Темные тени опустились на пол, разъедая его, и перед Дзашином и кикиморой оказалась бездна, наполненная мольбами о помощи и криками отчаяния.
А из-за опадающих занавесок божественного святилища показались черные змеи. Кикимора, присмотревшись, поняла, что змеи взялись прямо из головы богини Идзанами. Да и сама она выглядела… Удивительно.
Огромная, с шипящими волосами, в глазах полыхает мертвых свет, в груди, которую открыло разошедшееся в разные стороны кимоно, прямо в огромной черной дыре сидел гром. Плоть богини распадалась, и сквозь нее видны были кости.
Дзашин одним молниеносным движением спрятал кикимору за свою спину, поднял с пола катану, но тут же брезгливо ее отбросил. Священное оружие после нашествия черных теней было насквозь проржавевшим.

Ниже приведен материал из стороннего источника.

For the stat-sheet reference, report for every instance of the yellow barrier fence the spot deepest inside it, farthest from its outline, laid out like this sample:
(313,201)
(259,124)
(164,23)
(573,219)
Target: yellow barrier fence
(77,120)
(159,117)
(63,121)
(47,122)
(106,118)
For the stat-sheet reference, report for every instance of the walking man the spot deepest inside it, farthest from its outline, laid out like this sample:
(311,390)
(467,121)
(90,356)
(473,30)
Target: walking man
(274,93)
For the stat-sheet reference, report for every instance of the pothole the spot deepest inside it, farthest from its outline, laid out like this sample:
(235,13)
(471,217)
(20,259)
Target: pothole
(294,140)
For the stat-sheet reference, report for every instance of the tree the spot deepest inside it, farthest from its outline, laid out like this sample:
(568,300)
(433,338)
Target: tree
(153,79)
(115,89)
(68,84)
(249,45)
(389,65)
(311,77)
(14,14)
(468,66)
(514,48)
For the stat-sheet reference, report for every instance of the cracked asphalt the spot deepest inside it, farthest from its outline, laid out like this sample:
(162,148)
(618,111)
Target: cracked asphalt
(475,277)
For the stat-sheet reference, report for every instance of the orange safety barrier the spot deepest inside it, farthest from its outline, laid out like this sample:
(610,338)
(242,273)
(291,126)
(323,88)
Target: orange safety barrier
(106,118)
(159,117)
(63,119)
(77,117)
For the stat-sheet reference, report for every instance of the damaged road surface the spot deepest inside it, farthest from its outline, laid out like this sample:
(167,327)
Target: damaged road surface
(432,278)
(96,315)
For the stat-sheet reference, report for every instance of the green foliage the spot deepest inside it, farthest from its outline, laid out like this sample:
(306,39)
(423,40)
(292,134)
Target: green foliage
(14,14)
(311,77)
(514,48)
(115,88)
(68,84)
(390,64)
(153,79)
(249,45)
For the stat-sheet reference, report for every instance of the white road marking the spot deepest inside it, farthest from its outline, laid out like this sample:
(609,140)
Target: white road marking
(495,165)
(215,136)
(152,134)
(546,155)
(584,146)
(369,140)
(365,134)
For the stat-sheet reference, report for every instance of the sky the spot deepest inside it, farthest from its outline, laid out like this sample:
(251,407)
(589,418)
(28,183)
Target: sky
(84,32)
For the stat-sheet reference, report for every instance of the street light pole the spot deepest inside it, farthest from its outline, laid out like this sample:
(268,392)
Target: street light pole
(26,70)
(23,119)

Толку от него не было никакого.
— Прочь! — прошипела Идзанами. — Вы отправитесь вниз! Туда, где вечно страдают души!
И, подчиняясь ее приказу, черные тени зашумели вокруг них, толкая вниз, подняли ветер.
Кикимора покосилась на бездну, из которой доносились вопли. Туда ей вообще не хотелось.
Дзашин приготовился защищать ее, и кикимора ласково оглядела его с ног до головы. Стройный, почти худой, но плечи сильные, расправленные, голова высоко поднята, длинные черные волосы, выпавшие из хвоста, с размаху бьют его по острой скуле, по щеке, и черные пряди будто перерезают его красивое лицо надвое.
Стоит он. Уверенный такой, сильный, собранный. Готовый защищать ее и разделивший с ней ее судьбу.
От нежного чувства защемило в груди. И кикимора сделала шаг вперед, взяла его за руку.
— Идзанами никогда не простит тебе того, что ты сделал, — шепнула она.
Он кивнул, внимательно глядя на разъярившуюся богиню.
— Она хотела бы, чтобы бог Идзанаги пошел за ней, но он ее бросил. Она не простит нам, — еще раз повторила кикимора.
— Тогда ничего другого больше не остается, — виновато сказал он. Обнял свою невозможную кикимору, снова прикоснулся губами к ее губам и шагнул вместе с ней в разверзшуюся бездну.
Каукегэн, помешкав с полсекунды, нырнул за ними следом. Тут хоть и кормят вкусно, а Мари-онна все ж таки хозяйка. А с ней не пропадешь, это Тотошка уже давно усвоил.